Friday, February 8, 2019
Doing MHC/HLA peptidomics? Please stop if you aren't using charge based mass filters!!!
Peptidomics or MHC or HLA profiling is all the rage right now. And for good reason. By figuring these things out there are all sorts of potential drug targets, therapies, etc.,
I'm going to screw up the nomenclature here. When I say "HLA peptide" I mean the endogenous peptide that is held by the HLA protein on the cell surface as shown in the HLA picture near the bottom.
I've rambled about these things on this blog almost since the beginning, but I'd always looked at it from the data processing side until recently. Our group got a cool grant this year on it and we've looked at it in detail and even hired a great young scientist to specifically work on just this.
We've downloaded just about every HLA study from the literature we can --- and -- wow.... there is loads and loads of wasted cycle time. In fact, in a lot of the studies we have in hand, the majority of the ions selected for fragmentation can not be HLA peptides. Like the picture above (files were from a paper in a journal called Cell? or something). We're writing this up and have proof, but one of the other Senior Scientists and I talked about this and decided we needed to get these ideas out to people ASAP. This is too important to wait for months of peer review. Here is the summary : If you run HLA peptides the same way as tryptic digests (and, especially, just adding +1 peptides) you are doing you and your samples a disservice.
There are really easy ways to improve this, btw. If you've got a Fusion system, feel free to stop reading this and go to this paper.
After processing like 12 data sets and running around screaming -- I was thrilled to find out that there was a recent HLA study where someone optimized the mass spec for the targets they were trying to identify. It's that one from the Elias lab, and I'm thrilled that we're all working on the same project. This is the highest number of HLA peptides ID'ed/unit time of any study we've analyzed so far. (Having a Lumos doesn't hurt, but the advanced instrument logic is the star).
Let's think about these peptides for a second. This image was put into the public domain by Pdeitiker and is on the wikipedia page.
These peptides are loosely(?) packed into a pocket on the surface of the cell.

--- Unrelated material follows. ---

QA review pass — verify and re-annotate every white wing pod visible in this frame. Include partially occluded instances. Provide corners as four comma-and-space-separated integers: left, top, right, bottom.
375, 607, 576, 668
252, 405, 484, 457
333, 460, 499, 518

As far as anyone can tell they're held in this 3 dimensional thing and they have extremely tight size restraints.
If you look online for information about these things you'll get to visit some amazing websites. Bioinformaticians of various level of skill have been working really hard with 3D modeling, fancy sounding statistics things, and what appears to be the AOL webpage editor to make the amazingly inaccurate predictions of what peptides will be "presented" by the HLA proteins. However, if you look hard enough you can find huge spreadsheets of all the actually identified HLA peptides. (Ben: Add link when you remember)

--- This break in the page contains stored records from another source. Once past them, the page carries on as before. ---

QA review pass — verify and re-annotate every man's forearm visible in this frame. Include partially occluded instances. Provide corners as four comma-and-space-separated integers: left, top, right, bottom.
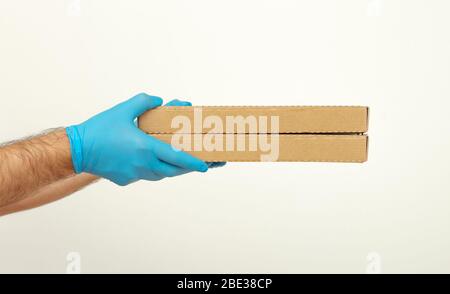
0, 174, 99, 216
0, 129, 74, 207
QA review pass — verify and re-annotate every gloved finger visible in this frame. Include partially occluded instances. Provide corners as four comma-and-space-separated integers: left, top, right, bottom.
152, 138, 208, 172
117, 93, 162, 119
165, 99, 192, 106
154, 160, 192, 177
206, 162, 227, 168
141, 171, 165, 181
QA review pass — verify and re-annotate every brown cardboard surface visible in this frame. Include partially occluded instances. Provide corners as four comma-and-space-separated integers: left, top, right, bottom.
152, 134, 368, 162
139, 106, 368, 134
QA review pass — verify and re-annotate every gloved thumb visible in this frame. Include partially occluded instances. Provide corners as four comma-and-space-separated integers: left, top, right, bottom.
119, 93, 163, 119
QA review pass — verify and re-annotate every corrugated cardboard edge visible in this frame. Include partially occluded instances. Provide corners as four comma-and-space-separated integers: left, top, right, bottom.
152, 134, 368, 163
138, 105, 369, 134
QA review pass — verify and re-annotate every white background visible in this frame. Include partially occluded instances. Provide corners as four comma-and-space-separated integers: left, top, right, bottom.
0, 0, 450, 273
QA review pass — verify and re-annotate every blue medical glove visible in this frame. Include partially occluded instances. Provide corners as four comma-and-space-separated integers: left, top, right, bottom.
66, 94, 208, 186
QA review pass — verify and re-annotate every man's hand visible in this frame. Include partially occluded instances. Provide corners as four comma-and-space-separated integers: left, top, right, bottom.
66, 94, 208, 185
0, 94, 220, 211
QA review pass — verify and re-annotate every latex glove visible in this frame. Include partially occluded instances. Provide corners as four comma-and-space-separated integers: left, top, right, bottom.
66, 93, 208, 186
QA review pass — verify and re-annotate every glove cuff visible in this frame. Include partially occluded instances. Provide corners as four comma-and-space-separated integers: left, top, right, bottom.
66, 126, 83, 174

I found this one spreadsheet that has 156,000 identified endogenous HLA class 1 peptides (again, nomenclature) in it -- and this is the distribution pie chart from it:
Over 122,000 of them are 9-mers. and the next 18% are 10-mers.
Yo. Don't fragment something that has an uncharged mass of 4,000 Da!!!! It ain't what you're looking for.
So -- how do you set this up, fancy pants?
With size and charge based filters.
This is how Elias lab set theirs up. If it's a +1 and it's 300 m/z. It isn't an HLA peptide. Don't fragment it!! If it's a +3 and 300 m/z, SURE!
If you're asking -- what about me and my blue collar Q Exactive.
You need 2 scan events. I swear, it totally pays off. Check out the figure at the top where a QE spent >60% of it's time fragmenting things that are smaller than 8 amino acids and bigger than 14.
This is what you can get with 2 scan events in a QE
You set one dd-MS2 event that is only allowed to fragment +1 peptides. That needs to be a high mass range. For example only scan from 700-1600 or something. Trigger only on the ions that are +1.
Then put in a second dd-MS2 can event that runs from 300 up to 800 or so. Then only allow +2 and +3 peptides to fragment.
I have pictures. I can't seem to find them.
I promise, though, that the time you lose in adding an extra MS1 scan isn't anywhere close to a loss of 60% of your cycle time because you took your normal tryptic peptide method and said to the QE "go ahead and fragment +1 peptides as well."
I'll also post the methods to www.LCMSmethods.org. Yes, I hope that is still a real thing. I haven't responded to an email from anyone who has volunteeered to help the project in 4 months because I'm a terrible person and very very sleepy, but it's about to become my #1 priority again. Hopefully the volunteers are still onboard (I have the strangest suspicion that I'm tough to work with).